Das Amtsgericht begründete die Annahme der Fahrlässigkeit damit, dass der Betroffene zwar gehofft habe, dass die Cannabis-Wirkstoffe inzwischen aus seinem Körper verschwunden seien. Er habe aber trotzdem gewusst, dass er am Abend zuvor diese Droge konsumiert hatte. Der Betroffene legte gegen das Urteil Rechtsmittel ein.

Das Kammergericht als höhere Instanz kritisierte das Urteil des Amtsgerichts. Hier liege ein Zirkelschluss vor: Das Fürmöglichhalten der Fortdauer der Wirkungen des Drogenkonsums durch den Betroffenen werde mit dem Drogenkonsum selbst begründet. Dies reichte dem Kammergericht nicht aus.

Bei Fahrlässigkeit unterscheidet man zwischen bewusster und unbewusster Fahrlässigkeit. Von unbewusster Fahrlässigkeit ist die Rede, wenn der Täter die Sorgfalt, zu der er nach den Umständen und seinen persönlichen Fähigkeiten verpflichtet und imstande ist, außer Acht lässt. Daher erkennt er nicht, dass er gegen Gesetze verstößt, oder sieht dies zumindest nicht voraus. Bei einer bewussten Fahrlässigkeit erkennt der Täter zwar die Möglichkeit, ist aber damit nicht einverstanden und vertraut ernsthaft darauf, dass dieser Fall nicht eintreten wird.

Also hätte hier vor Gericht nachgewiesen werden müssen, dass der Betroffene die Möglichkeit einer fortdauernden Wirkung des Cannabiskonsums entweder erkannt hatte oder zumindest hätte erkennen können und müssen. Entscheidend ist dabei nicht, ob er überhaupt Drogen konsumiert hatte, sondern deren Wirkung zum Zeitpunkt des Autofahrens.

Fahrlässigkeit auch bei längerem Zeitabstand zwischen Drogenkonsum und Autofahrt?

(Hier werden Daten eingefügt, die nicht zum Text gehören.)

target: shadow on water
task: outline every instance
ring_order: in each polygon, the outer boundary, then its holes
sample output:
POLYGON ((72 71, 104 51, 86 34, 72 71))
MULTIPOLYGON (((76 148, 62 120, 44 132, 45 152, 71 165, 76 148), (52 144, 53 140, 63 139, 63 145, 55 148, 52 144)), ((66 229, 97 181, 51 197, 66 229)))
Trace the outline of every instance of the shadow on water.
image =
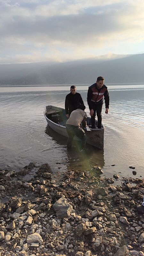
POLYGON ((67 138, 56 132, 48 125, 44 131, 49 136, 48 139, 50 137, 57 145, 63 147, 65 149, 66 155, 62 163, 67 165, 68 169, 91 171, 94 166, 100 166, 101 168, 104 167, 103 149, 100 149, 86 144, 84 152, 81 152, 80 142, 76 140, 73 141, 72 148, 67 149, 67 138))

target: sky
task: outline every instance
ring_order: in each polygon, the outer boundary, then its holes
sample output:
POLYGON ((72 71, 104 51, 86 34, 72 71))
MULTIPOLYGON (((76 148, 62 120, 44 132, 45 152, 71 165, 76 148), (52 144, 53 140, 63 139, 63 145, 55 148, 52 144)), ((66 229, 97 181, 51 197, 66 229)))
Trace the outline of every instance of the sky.
POLYGON ((144 0, 0 0, 0 16, 1 64, 144 52, 144 0))

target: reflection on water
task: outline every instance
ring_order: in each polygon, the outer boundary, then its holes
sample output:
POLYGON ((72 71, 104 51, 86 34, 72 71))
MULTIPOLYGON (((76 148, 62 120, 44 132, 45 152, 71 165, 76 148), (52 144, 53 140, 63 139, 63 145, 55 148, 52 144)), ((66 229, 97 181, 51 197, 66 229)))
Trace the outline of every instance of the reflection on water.
POLYGON ((82 153, 77 146, 79 142, 75 140, 72 148, 67 149, 67 138, 53 131, 48 125, 44 131, 48 136, 48 140, 50 136, 57 145, 65 148, 67 157, 66 163, 63 163, 67 164, 68 169, 90 171, 93 166, 100 166, 101 168, 104 166, 103 149, 99 149, 86 144, 84 152, 82 153))
MULTIPOLYGON (((108 86, 109 111, 105 114, 104 104, 102 113, 104 150, 87 145, 84 154, 75 145, 68 151, 67 138, 48 127, 43 115, 48 105, 64 108, 69 87, 0 87, 0 168, 9 164, 15 170, 30 162, 47 163, 55 172, 99 165, 107 176, 120 172, 132 177, 129 166, 134 165, 134 178, 143 175, 144 85, 108 86)), ((77 87, 89 116, 87 88, 77 87)))

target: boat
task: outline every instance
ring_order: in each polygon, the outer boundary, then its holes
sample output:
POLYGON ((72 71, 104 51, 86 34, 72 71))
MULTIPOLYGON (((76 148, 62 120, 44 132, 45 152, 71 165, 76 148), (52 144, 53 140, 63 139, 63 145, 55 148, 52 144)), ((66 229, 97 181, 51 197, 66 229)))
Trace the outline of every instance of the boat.
MULTIPOLYGON (((66 116, 65 109, 49 105, 45 107, 44 114, 48 124, 53 130, 59 134, 68 137, 66 127, 68 119, 66 116)), ((88 117, 87 125, 84 128, 86 136, 86 142, 100 149, 104 148, 104 131, 105 126, 102 124, 101 129, 96 128, 92 129, 91 118, 88 117)), ((97 122, 96 121, 96 126, 97 122)), ((75 136, 74 140, 80 139, 75 136)))

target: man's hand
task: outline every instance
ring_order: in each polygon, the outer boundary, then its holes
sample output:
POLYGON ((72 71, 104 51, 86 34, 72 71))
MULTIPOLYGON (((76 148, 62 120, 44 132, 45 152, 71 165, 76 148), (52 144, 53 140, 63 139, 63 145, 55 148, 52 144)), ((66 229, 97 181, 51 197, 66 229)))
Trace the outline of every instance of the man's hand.
POLYGON ((106 111, 105 111, 105 113, 106 114, 107 114, 107 114, 108 114, 108 108, 106 108, 106 111))
POLYGON ((90 110, 90 115, 91 116, 92 116, 93 115, 94 113, 94 112, 93 110, 93 109, 91 109, 91 110, 90 110))

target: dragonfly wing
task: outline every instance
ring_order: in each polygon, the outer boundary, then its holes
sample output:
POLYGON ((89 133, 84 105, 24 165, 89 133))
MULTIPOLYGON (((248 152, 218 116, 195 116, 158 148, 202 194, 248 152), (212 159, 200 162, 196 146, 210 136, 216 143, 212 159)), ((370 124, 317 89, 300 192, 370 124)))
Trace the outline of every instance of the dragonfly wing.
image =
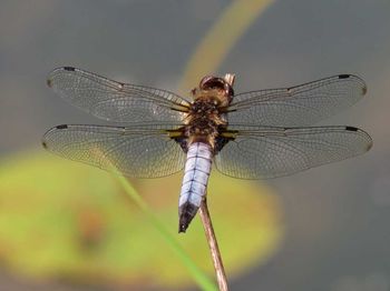
POLYGON ((224 174, 241 179, 289 175, 368 151, 372 140, 352 127, 236 128, 214 160, 224 174))
POLYGON ((49 73, 48 86, 71 104, 115 122, 181 122, 189 103, 172 92, 116 82, 72 67, 49 73))
POLYGON ((185 153, 162 126, 119 128, 58 126, 43 136, 46 149, 64 158, 135 178, 158 178, 184 167, 185 153), (114 167, 114 168, 113 168, 114 167))
POLYGON ((365 92, 362 79, 339 74, 291 88, 237 94, 227 118, 232 124, 305 127, 352 106, 365 92))

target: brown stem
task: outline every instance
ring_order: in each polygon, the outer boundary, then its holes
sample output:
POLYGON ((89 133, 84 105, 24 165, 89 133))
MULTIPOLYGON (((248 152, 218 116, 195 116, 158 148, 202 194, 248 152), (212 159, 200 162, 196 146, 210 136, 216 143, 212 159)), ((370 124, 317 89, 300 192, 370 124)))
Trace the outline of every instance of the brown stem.
POLYGON ((216 274, 216 280, 218 282, 220 291, 228 291, 225 269, 222 262, 218 242, 214 233, 212 218, 209 217, 206 197, 204 197, 204 199, 202 200, 199 215, 203 223, 203 228, 205 230, 208 248, 212 253, 214 270, 216 274))

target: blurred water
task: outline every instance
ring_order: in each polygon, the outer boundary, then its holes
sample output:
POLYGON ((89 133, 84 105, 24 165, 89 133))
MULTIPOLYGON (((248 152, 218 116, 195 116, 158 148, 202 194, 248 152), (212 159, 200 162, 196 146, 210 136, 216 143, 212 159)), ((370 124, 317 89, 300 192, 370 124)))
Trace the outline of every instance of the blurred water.
MULTIPOLYGON (((2 0, 0 154, 40 147, 55 124, 97 122, 46 87, 52 68, 77 66, 175 90, 224 7, 217 0, 2 0)), ((236 92, 355 73, 367 81, 368 98, 324 123, 359 126, 374 141, 357 159, 269 182, 284 203, 286 239, 233 290, 390 290, 389 14, 389 1, 380 0, 279 1, 220 69, 237 74, 236 92)), ((2 290, 42 290, 8 274, 0 280, 2 290)))

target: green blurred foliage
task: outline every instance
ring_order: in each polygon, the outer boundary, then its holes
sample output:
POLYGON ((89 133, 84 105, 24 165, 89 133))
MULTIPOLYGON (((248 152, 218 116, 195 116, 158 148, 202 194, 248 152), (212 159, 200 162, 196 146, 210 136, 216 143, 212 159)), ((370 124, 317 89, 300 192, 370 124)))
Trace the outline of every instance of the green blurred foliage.
MULTIPOLYGON (((133 185, 212 277, 199 219, 187 233, 177 233, 181 178, 134 180, 133 185)), ((281 208, 270 189, 213 172, 208 204, 230 278, 277 250, 281 208)), ((0 164, 0 259, 30 279, 165 288, 192 283, 187 269, 109 173, 41 152, 0 164)))

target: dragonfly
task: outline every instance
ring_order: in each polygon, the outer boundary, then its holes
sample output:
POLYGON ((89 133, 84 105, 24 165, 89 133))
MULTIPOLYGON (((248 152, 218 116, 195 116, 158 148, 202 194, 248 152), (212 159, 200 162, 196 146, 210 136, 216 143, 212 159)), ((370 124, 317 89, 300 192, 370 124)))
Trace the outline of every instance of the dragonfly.
POLYGON ((350 126, 314 123, 359 101, 362 79, 338 74, 281 89, 235 94, 234 74, 204 77, 188 98, 117 82, 74 67, 47 84, 62 99, 115 126, 61 124, 42 146, 64 158, 124 175, 160 178, 184 169, 178 201, 185 232, 206 195, 212 164, 225 175, 269 179, 367 152, 372 139, 350 126))

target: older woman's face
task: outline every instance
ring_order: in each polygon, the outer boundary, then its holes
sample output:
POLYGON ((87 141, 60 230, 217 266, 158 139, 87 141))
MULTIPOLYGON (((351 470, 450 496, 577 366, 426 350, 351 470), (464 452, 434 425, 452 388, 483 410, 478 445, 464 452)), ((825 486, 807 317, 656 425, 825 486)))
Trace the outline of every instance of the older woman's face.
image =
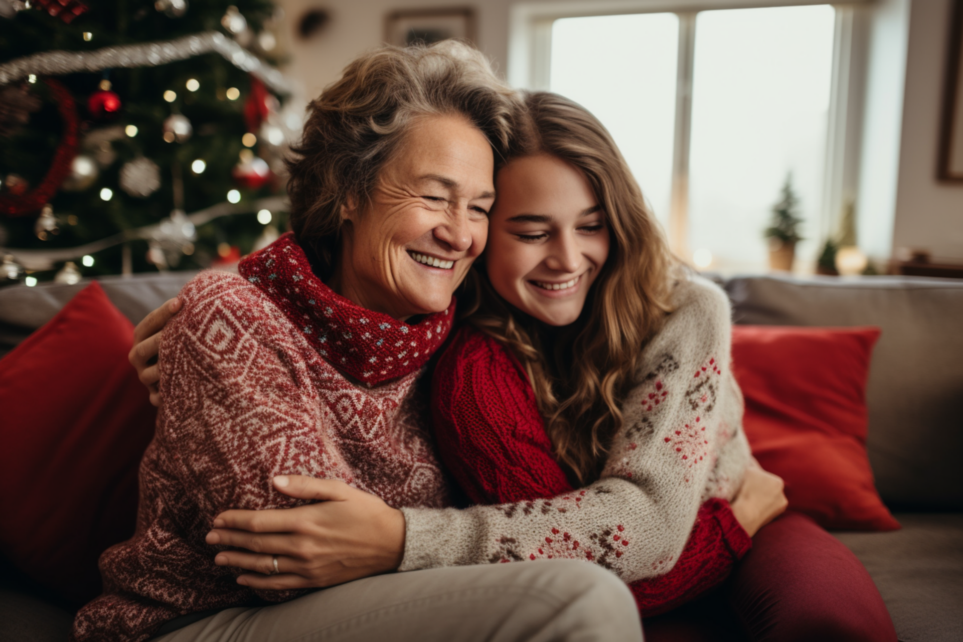
POLYGON ((445 310, 484 249, 494 158, 456 116, 425 116, 381 169, 371 204, 346 207, 331 287, 396 319, 445 310))

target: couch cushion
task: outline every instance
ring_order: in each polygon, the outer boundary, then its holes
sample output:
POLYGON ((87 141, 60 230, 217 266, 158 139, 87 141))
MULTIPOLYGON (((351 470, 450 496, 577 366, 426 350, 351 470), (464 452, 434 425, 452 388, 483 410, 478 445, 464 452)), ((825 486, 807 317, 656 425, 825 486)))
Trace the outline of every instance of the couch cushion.
POLYGON ((901 530, 833 534, 870 572, 902 642, 963 640, 963 515, 896 518, 901 530))
POLYGON ((97 558, 134 531, 156 409, 127 362, 133 326, 97 283, 0 360, 0 546, 83 603, 97 558))
POLYGON ((0 642, 64 642, 72 626, 69 610, 0 588, 0 642))
POLYGON ((876 488, 891 507, 963 510, 963 281, 744 277, 737 323, 877 325, 867 404, 876 488))
POLYGON ((786 482, 791 510, 824 528, 895 530, 866 454, 876 327, 736 325, 732 370, 752 454, 786 482))
MULTIPOLYGON (((172 296, 195 271, 97 277, 107 297, 132 323, 172 296)), ((91 284, 41 283, 0 289, 0 357, 26 339, 31 332, 54 318, 73 295, 91 284)))

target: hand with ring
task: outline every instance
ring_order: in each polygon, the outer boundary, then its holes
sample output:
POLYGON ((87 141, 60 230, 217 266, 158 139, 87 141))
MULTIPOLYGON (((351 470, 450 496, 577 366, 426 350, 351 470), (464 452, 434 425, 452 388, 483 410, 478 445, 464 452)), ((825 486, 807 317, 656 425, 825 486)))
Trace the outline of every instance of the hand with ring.
POLYGON ((231 547, 218 566, 250 571, 254 589, 321 588, 395 571, 404 554, 404 515, 380 498, 336 479, 274 477, 274 488, 313 500, 296 508, 228 510, 214 520, 208 544, 231 547))

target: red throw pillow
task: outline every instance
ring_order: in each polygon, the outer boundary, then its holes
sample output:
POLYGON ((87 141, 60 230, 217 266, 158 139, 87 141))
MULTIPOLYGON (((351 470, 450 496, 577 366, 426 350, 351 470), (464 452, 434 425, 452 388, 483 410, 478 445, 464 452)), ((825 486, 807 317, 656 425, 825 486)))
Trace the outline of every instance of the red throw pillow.
POLYGON ((752 453, 789 507, 825 528, 899 527, 866 453, 866 382, 877 327, 736 325, 733 372, 752 453))
POLYGON ((133 330, 94 282, 0 360, 0 551, 76 603, 134 532, 156 411, 127 362, 133 330))

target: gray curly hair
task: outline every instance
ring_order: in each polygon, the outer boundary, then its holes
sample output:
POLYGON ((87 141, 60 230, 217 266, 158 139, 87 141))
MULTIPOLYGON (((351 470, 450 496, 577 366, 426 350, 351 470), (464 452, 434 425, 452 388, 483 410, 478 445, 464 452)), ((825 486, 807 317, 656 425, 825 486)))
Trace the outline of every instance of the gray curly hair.
POLYGON ((341 207, 364 208, 378 173, 419 116, 461 115, 505 158, 524 106, 479 50, 457 40, 384 46, 350 64, 308 106, 287 160, 290 223, 322 278, 338 256, 341 207))

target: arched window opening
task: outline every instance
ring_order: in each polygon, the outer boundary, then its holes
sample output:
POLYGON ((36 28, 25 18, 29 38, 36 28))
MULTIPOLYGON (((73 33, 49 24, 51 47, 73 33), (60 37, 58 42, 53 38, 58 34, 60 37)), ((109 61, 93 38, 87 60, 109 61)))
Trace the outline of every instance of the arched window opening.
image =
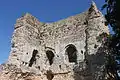
POLYGON ((49 60, 50 65, 53 63, 54 53, 50 50, 46 51, 47 58, 49 60))
POLYGON ((32 57, 31 57, 31 59, 29 61, 29 67, 32 67, 34 62, 36 63, 36 55, 37 55, 37 53, 38 53, 37 50, 33 51, 32 57))
POLYGON ((77 63, 77 49, 74 45, 66 46, 66 54, 68 55, 69 62, 77 63))

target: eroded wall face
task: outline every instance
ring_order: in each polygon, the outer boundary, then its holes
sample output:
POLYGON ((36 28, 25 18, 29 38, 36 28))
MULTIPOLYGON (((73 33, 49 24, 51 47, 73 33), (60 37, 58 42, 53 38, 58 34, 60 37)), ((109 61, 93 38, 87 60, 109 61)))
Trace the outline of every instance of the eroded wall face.
POLYGON ((97 37, 109 31, 96 6, 91 9, 54 23, 40 23, 30 14, 18 19, 9 64, 40 74, 41 80, 95 79, 104 67, 97 37))

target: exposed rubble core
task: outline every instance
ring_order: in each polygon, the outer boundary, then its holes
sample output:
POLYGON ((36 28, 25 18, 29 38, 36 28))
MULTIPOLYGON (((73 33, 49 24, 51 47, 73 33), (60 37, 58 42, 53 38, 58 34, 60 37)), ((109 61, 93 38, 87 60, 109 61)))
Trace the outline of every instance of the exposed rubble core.
POLYGON ((102 33, 109 30, 95 3, 84 13, 53 23, 27 13, 17 19, 6 64, 20 73, 8 72, 17 78, 6 80, 103 80, 106 53, 97 40, 102 33))

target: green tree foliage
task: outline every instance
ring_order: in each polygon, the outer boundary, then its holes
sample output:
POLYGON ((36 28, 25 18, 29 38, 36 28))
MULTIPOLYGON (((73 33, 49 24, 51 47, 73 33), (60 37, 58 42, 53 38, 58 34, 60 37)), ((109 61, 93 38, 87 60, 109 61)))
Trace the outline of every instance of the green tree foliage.
POLYGON ((120 70, 120 66, 117 61, 120 61, 120 0, 105 0, 102 9, 104 8, 106 9, 105 18, 107 24, 110 24, 115 33, 106 42, 109 51, 106 65, 107 71, 113 74, 113 80, 119 80, 117 71, 120 70))

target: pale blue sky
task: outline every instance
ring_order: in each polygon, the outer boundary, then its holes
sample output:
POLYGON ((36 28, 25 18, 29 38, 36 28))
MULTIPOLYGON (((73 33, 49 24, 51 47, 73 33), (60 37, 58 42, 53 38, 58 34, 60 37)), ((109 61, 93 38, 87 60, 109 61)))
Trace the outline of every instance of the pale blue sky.
MULTIPOLYGON (((94 0, 100 9, 104 0, 94 0)), ((16 19, 26 12, 54 22, 86 11, 91 0, 0 0, 0 63, 7 61, 16 19)))

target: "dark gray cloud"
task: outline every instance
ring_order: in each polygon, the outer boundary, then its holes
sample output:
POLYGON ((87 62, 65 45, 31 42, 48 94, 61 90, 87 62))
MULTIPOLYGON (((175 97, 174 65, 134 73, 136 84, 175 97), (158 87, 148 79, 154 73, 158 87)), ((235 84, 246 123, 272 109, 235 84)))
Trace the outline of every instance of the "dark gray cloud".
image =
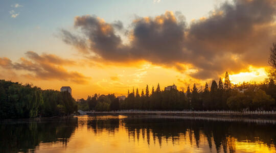
MULTIPOLYGON (((183 64, 189 64, 198 70, 192 76, 210 79, 249 65, 266 66, 269 47, 276 40, 275 5, 274 0, 226 2, 189 26, 178 12, 139 17, 128 30, 128 43, 116 34, 123 28, 120 22, 109 24, 86 15, 76 17, 75 26, 89 42, 94 58, 121 63, 145 60, 180 71, 186 70, 183 64)), ((67 31, 63 35, 65 42, 75 40, 66 39, 70 38, 67 31)), ((75 45, 76 41, 70 44, 75 45)))
POLYGON ((62 40, 65 43, 75 46, 80 53, 89 53, 85 39, 75 36, 64 29, 61 29, 61 32, 62 40))
POLYGON ((7 58, 0 58, 0 66, 8 69, 24 70, 29 73, 25 76, 38 80, 59 80, 84 84, 89 79, 76 71, 68 71, 62 66, 75 65, 71 60, 55 55, 39 55, 33 52, 26 53, 27 59, 21 58, 20 62, 12 63, 7 58))

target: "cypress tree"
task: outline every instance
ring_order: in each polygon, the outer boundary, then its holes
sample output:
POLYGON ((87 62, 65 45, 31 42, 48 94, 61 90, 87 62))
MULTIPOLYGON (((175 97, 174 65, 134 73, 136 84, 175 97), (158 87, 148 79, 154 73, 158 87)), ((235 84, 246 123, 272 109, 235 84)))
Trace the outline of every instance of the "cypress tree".
POLYGON ((209 110, 210 107, 210 94, 209 91, 209 87, 208 84, 205 84, 205 88, 202 94, 203 98, 203 107, 204 110, 209 110))
POLYGON ((208 84, 207 83, 205 84, 205 88, 204 88, 204 92, 209 92, 209 87, 208 87, 208 84))
POLYGON ((161 90, 160 90, 160 86, 159 85, 159 83, 158 83, 157 87, 156 88, 156 90, 155 91, 155 92, 160 92, 160 91, 161 91, 161 90))
POLYGON ((218 86, 218 90, 223 90, 223 85, 222 84, 222 81, 221 81, 221 78, 219 78, 219 86, 218 86))
POLYGON ((229 74, 226 71, 225 73, 225 78, 224 78, 224 89, 229 90, 231 89, 231 83, 229 78, 229 74))
POLYGON ((149 96, 149 86, 148 85, 147 85, 147 87, 146 87, 146 96, 149 96))
POLYGON ((144 96, 145 95, 144 94, 144 89, 142 89, 142 92, 141 92, 141 97, 144 96))
POLYGON ((135 97, 140 97, 140 95, 139 95, 139 91, 138 91, 138 88, 136 89, 136 95, 135 95, 135 97))
POLYGON ((186 92, 187 93, 187 101, 188 104, 188 107, 189 109, 191 108, 191 91, 190 90, 190 86, 188 86, 187 87, 187 91, 186 92))
POLYGON ((217 100, 216 101, 216 107, 219 109, 222 109, 226 107, 226 100, 225 103, 224 103, 223 100, 223 85, 221 78, 219 78, 219 85, 218 88, 217 100))
POLYGON ((215 80, 213 80, 212 82, 212 85, 210 91, 211 96, 211 107, 212 109, 216 109, 216 108, 215 106, 217 99, 217 94, 218 92, 218 85, 217 82, 215 80))
POLYGON ((193 109, 196 110, 201 109, 201 104, 200 103, 198 91, 195 84, 194 84, 193 91, 192 91, 192 98, 191 101, 191 105, 193 109))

Wenn zwischen dem Zeitpunkt des Drogenkonsums und der Fahrt längere Zeit vergangen ist, ist der Betroffene unter Umständen gar nicht auf die Idee gekommen, dass die Drogen immer noch wirken könnten. Dies ist vor Gericht zu berücksichtigen.

Das Kammergericht hob daher das Urteil des Amtsgerichts auf. Dem Kammergericht zufolge hätte das Amtsgericht näher erläutern müssen, wie und warum sich der Betroffene hätte bewusst machen können oder müssen, dass die Drogen noch wirkten. Die reine Tatsache des Konsums am Vortag sage noch nichts darüber aus, was er gewusst oder sich gedacht habe und sei für die Annahme der Fahrlässigkeit nicht ausreichend.

Hier könnte man also eine Faustregel bilden: Je länger der Konsum zurückliegt, umso eher war es keine Fahrlässigkeit (KG Berlin, Beschluss vom 5.6.2009, Az. 2 Ss 131/09).

Praxistipp zu Drogen am Steuer


Vom Drogenkonsum vor dem Fahren sollten Autofahrer unbedingt absehen. Auch Cannabis kann man noch geraume Zeit später im Körper nachweisen. Wer infolge Drogenkonsums nicht mehr in der Lage ist, ein Fahrzeug sicher zu führen, begeht eine Straftat. Wenn es wegen einer Fahrt unter Drogeneinfluss ohne Gefährdung anderer und ohne Ausfallerscheinungen zu einem Bußgeldverfahren kommt, kann (nicht: muss) ein Einspruch gegen den Bußgeldbescheid auch ein weiteres Vorgehen der Führerscheinstelle verhindern. Hier kann Ihnen ein Fachanwalt für Verkehrsrecht dabei helfen, die richtigen Schritte einzuleiten.